Over the last couple of months I've been creating a large-scale data processing pipeline for my new startup. I've used all of the technologies involved before, but never all together or in an environment where the processing is so user-driven. The main ingredients are a Ruby/Sinatra frontend, a Postgres database for small-scale transactional information like user accounts, a Cassandra cluster for big data, and Hadoop for processing, all hosted on EC2. I've learned lots of lessons about integration, but one of the ones I found the least guidance on was security. I'll be talking about Hadoop at some point, but here's what I discovered about Cassandra:
– Most people use it on machines that are completely inaccessible from the outside world, so security just means keeping attackers outside your firewall. Since with EC2 your machines have to be minimally-accessible from outside the data center, it isn't straightforward to implement this strategy.
– I love the Datastax material on Cassandra, but their guide to setting up on EC2 suggests that you allow port 9160 to be reached from any address.

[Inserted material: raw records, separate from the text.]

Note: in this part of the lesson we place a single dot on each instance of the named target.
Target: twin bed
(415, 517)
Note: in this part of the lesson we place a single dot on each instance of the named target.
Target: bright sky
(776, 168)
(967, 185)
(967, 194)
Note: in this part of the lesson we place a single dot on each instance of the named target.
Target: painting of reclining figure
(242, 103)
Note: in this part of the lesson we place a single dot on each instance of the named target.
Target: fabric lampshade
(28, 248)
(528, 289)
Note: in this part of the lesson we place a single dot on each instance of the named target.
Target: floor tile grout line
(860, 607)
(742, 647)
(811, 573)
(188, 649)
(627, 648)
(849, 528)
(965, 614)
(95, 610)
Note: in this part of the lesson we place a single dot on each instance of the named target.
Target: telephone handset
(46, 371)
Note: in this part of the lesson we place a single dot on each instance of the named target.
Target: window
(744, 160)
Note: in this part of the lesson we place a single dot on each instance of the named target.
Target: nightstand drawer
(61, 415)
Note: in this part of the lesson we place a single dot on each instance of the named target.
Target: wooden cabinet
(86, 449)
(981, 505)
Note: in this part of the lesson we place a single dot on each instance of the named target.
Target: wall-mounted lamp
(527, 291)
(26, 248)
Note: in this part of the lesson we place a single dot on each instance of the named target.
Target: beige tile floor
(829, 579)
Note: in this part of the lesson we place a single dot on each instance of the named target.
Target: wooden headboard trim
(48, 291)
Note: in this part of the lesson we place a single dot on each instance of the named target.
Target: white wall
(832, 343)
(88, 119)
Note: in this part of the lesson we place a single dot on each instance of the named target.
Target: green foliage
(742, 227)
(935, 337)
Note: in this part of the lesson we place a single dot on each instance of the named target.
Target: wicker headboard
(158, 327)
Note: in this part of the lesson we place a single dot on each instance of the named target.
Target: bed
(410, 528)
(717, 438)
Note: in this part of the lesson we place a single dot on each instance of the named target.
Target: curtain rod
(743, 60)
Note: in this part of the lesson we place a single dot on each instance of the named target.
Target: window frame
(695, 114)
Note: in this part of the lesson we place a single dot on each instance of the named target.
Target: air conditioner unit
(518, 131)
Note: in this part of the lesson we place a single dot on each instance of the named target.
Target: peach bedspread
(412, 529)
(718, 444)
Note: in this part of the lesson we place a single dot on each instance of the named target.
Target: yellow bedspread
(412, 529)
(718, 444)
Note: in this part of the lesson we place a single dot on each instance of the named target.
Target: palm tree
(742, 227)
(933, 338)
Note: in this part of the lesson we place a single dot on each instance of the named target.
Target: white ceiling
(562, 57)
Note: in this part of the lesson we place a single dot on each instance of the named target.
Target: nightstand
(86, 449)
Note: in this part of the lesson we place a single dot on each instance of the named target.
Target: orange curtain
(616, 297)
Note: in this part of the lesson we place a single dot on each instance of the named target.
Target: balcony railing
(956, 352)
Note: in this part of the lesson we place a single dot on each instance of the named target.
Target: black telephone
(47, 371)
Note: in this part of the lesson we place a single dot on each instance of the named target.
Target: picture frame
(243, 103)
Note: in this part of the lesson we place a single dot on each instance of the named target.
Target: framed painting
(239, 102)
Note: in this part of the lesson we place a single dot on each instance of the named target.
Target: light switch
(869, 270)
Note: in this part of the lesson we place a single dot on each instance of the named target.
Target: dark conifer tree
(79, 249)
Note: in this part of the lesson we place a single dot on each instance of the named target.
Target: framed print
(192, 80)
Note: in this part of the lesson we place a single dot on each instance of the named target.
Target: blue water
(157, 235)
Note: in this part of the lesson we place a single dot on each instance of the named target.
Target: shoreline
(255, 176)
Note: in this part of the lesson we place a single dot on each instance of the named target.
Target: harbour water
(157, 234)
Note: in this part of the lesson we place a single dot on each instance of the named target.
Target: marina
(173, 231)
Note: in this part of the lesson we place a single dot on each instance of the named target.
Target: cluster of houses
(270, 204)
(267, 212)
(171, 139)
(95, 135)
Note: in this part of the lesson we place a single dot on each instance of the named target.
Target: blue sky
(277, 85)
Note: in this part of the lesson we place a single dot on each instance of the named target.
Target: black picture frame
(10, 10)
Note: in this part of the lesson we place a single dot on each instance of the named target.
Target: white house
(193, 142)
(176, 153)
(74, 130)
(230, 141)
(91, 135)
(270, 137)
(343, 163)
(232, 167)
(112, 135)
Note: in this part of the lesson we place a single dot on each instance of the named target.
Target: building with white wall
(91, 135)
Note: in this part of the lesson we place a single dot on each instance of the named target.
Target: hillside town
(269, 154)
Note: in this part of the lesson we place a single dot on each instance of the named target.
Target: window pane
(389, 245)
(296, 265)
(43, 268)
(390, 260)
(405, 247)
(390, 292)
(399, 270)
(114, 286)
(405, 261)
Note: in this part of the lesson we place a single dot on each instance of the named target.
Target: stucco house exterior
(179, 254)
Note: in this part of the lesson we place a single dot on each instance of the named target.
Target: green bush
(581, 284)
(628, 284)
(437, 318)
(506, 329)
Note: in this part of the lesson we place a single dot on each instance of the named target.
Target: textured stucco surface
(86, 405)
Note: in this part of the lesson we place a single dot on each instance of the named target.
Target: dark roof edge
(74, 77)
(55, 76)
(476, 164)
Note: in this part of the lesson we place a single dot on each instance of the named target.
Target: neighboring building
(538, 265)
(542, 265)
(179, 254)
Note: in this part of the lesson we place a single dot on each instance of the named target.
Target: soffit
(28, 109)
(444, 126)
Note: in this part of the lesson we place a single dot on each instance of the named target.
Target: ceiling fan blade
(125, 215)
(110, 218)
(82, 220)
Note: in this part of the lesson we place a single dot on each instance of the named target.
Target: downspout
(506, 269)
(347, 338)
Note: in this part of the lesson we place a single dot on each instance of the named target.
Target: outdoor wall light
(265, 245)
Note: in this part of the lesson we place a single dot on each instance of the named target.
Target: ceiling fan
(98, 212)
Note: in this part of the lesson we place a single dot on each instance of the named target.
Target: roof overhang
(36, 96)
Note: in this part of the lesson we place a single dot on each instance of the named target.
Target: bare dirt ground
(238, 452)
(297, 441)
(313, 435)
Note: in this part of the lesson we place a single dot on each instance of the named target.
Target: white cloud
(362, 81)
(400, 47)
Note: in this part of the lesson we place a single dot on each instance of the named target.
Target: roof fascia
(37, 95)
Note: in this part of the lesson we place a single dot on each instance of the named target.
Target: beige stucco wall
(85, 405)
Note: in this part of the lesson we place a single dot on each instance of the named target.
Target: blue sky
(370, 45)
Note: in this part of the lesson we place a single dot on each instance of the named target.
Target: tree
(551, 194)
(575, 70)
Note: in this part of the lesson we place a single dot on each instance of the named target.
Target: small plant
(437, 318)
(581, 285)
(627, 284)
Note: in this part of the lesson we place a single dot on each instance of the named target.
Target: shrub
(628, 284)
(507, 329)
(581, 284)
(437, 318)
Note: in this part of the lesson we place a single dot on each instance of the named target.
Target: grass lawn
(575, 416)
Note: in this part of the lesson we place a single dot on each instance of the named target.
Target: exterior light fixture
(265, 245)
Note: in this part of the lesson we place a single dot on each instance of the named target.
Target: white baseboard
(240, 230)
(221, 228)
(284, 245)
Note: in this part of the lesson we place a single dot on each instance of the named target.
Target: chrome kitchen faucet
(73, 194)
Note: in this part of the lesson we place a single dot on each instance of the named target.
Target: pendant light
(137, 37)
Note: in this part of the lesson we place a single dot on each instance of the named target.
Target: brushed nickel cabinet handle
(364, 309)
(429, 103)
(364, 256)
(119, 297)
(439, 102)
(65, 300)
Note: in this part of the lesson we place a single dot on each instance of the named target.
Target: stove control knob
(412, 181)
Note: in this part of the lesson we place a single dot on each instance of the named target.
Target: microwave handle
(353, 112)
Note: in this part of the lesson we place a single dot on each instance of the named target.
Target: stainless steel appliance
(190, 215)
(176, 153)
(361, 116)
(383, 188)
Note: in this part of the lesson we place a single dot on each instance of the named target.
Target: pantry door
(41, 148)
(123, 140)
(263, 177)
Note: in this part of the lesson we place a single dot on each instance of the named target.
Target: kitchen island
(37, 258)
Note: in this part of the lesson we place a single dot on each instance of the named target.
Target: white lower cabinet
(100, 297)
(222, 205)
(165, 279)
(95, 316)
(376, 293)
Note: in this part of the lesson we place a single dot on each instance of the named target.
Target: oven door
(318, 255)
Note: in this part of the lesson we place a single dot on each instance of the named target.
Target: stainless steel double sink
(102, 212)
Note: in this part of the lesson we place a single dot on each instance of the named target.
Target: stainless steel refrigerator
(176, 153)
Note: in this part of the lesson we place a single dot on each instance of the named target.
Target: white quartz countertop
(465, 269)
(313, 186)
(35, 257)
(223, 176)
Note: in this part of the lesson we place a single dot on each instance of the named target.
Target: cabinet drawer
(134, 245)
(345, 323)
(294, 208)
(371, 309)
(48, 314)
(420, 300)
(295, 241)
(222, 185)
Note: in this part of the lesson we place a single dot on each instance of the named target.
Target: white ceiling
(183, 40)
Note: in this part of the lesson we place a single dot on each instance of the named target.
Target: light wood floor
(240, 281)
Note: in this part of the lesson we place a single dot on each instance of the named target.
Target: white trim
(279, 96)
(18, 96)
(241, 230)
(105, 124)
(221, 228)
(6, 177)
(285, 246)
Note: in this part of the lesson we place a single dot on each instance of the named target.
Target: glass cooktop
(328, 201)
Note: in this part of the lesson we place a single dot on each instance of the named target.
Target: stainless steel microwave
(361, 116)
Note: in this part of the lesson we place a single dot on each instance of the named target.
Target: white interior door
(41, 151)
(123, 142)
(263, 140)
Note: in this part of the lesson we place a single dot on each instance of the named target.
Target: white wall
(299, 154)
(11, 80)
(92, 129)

This allows anyone who discovers the address of the machine to log in and look through your data. I don't want to beat up on them, that's actually a good way to get started with minimal hassle when you're experimenting, but it's worth calling out the implications.
– There's password authentication built into Cassandra but it's not very mature. As one of the commenters on this thread says "I am not aware of anyone using the security features of the SimpleAuthenticator anywhere in production" and my research showed a lot of fiddly things to get wrong, so I'm not ready to rely on it to protect my user's data.
So, what did I end up doing? I set up strict firewall rules using Amazon's security groups feature to block every port but 22 for ssh on my Cassandra cluster. I then added some exceptions, to allow any other machines in the 'Cassandra' security group to access port 7000 for internal cluster communications, and machines in the 'Frontend' and 'Hadoop' groups to call 9160, the external interface to the data. These machines themselves are in EC2, locked down behind their own firewall rules.
This makes the security problem very similar to the standard Cassandra setup within an intranet, where the goal is to keep attackers outside. It means I have to use ssh tunneling or similar techniques if I want to develop on my local machine connecting to the cluster, but that's not too much of an inconvenience.